Il Gruppo Orogel ha programmato nei prossimi tre anni investimenti per 40 milioni di euro, a chiara dimostrazione di come gli utili vengano sempre reinvestiti per potenziare ulteriormente la
struttura societaria del Gruppo e quindi per migliorare il comparto produttivo.

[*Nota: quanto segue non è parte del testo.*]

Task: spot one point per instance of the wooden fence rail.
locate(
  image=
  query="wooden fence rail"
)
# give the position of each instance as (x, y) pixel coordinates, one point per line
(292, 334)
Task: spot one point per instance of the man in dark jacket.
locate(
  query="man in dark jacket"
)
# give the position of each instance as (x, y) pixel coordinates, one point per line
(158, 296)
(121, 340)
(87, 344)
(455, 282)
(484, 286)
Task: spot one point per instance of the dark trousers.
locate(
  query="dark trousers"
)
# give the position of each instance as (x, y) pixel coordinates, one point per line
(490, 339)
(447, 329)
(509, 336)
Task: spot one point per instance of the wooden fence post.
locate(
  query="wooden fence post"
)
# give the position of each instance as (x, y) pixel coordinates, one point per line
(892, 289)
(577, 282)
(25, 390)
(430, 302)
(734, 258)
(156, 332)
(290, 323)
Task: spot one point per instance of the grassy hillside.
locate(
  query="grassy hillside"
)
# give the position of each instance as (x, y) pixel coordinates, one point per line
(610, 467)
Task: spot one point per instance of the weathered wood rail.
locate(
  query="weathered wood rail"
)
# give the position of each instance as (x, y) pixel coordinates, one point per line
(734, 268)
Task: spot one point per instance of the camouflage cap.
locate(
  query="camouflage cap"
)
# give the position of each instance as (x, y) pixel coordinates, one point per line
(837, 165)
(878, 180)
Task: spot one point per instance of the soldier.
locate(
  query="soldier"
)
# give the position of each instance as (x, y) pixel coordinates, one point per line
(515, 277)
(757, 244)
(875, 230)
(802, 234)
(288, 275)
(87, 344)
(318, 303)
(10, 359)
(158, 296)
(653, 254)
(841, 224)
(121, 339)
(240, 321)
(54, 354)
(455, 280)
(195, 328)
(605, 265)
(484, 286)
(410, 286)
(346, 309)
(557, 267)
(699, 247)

L’ingente cifra sarà infatti impiegata nel campo della tecnologia, della logistica e dell’innovazione, ma non solo. Il marchio Orogel, infatti, ora punta ad allargarsi e a radicarsi
sempre più sull’intero territorio nazionale, avendo per missione specifica quella di produrre e vendere prodotti ITALIANI, per la maggior parte coltivati in Romagna, Veneto, Puglia e
Basilicata.

In questi giorni sono state portate a termine le trattative per l’acquisto da parte del Gruppo di due nuove realtà produttive: la prima a Ficarolo, in provincia di Rovigo (ex Frozen
Food, del gruppo Malavolta) specializzata nella produzione di vegetali tra cui piselli, soia e fagioli borlotti, e la seconda a Policoro, in provincia di Matera (ex Argo Frost, della famiglia
Massocchi) specializzata nella coltivazione di carciofi, peperoni, melanzane, zucchine ed altri prodotti tipici del Mezzogiorno, che grazie alle favorevoli condizioni climatiche possono essere
lavorati per l’intero arco dei 12 mesi.

Le due operazioni, portate avanti rispettivamente dalle Cooperative di I° grado del Gruppo, APORA e ARPOR, richiederanno, con l’aggiornamento del sistema produttivo agli standard Orogel, un
investimento complessivo di oltre 15 milioni di euro. L’obiettivo è quello di rafforzare ulteriormente la struttura societaria del Gruppo e valorizzare ancor di più la propria
offerta con produzioni tipiche coltivate e raccolte nei terreni più vocati.
I tre stabilimenti produttivi di Cesena (oltre 230.000 metri quadrati di superficie di cui 85.000 coperti) rimangono invece destinati alla lavorazione di vegetali, piatti pronti e prodotti
pastellati/grigliati e rappresentano la piattaforma logistica dove continueranno a confluire da tutta Italia i prodotti.
Una volta lavorati e confezionati verranno capillarmente distribuiti su tutto il territorio nazionale grazie alle 12 filiali e ai 26 concessionari.

Gli investimenti nel 2008 proseguiranno anche nel settore della R&D grazie alla messa in funzione del nuovo Centro annesso alla Scuola di Cucina che prevedono l’ampliamento e il
potenziamento dell’attuale struttura che verrà dotata delle più avanzate attrezzature; un nuovo laboratorio specializzato nella ricerca genetica e un centro di sperimentazione e
ricerca per la preparazione alimentare di nuove ricette.
E’ già in cantiere la realizzazione di un tunnel sopraelevato che attraverserà la via Dismano collegando il nuovo centro R&D all’attuale sede del Gruppo e servirà per
la movimentazione automatica di merci e persone all’interno dei 9 reparti produttivi situati nelle due strutture.